It’s almost a right of passing, at least in my neighborhood growing up. You go to a restaurant with your family, the restaurant hands out balloons to any kids who ask for it. That kid gets the balloon and almost immediately after leaving the door the balloon magically slips out of their hand and floats away into the great beyond. I know I have cried many times as a child about a lost balloon. But there is something beautiful about watching it fly away.
That beauty has landed itself into a trend of balloon releases. Commemorating a loved one, sending prayers, celebrating a new marriage, or even competitive car races. Millions of balloons are released into the air each year. And we stand and watch them disappear into the heavens or that strange balloon land. But if we really think about it, these balloons don’t make it to heaven they don’t magically disappear, they fall right back down to earth. And where on earth do they end up. Well… basically anywhere.

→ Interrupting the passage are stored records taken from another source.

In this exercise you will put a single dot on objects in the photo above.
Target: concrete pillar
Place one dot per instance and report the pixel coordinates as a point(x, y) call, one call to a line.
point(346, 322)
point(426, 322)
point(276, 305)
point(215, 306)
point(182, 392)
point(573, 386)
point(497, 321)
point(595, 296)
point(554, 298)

This past week, I went hiking two days in a row, in very different areas in the SNRA and I found a balloon in the middle of the forest each day. Now balloons don’t know that this land is protected they don’t know that they should land in our landfills. They go where ever the wind and gravity takes them. Ending up in our forests, our oceans, and out backyards.
k, so balloons make your hike look less beautiful, so what? They impact my hike but they also harm animals. We have all heard that straws kill sea turtles, but so does eating lots of scraps of balloon. Sea birds and turtles often mistake them for jelly fish or other food. And rich here in Idaho, Big Horn Sheep are known to mistake balloons for foliage (Check out this great photo album by Balloons Blow https://balloonsblow.org/photo-gallery/). As well as other native animals are affected.
So, what are your other options. Consider carrying pinwheels and place them in your yard, or banners. My personal favorite alternative is blowing bubbles. Bubbles are great for funerals, weddings or any celebration. They are fun for dogs, kids and grandmothers. Consider making your own bubbles as well to increase your enjoyment.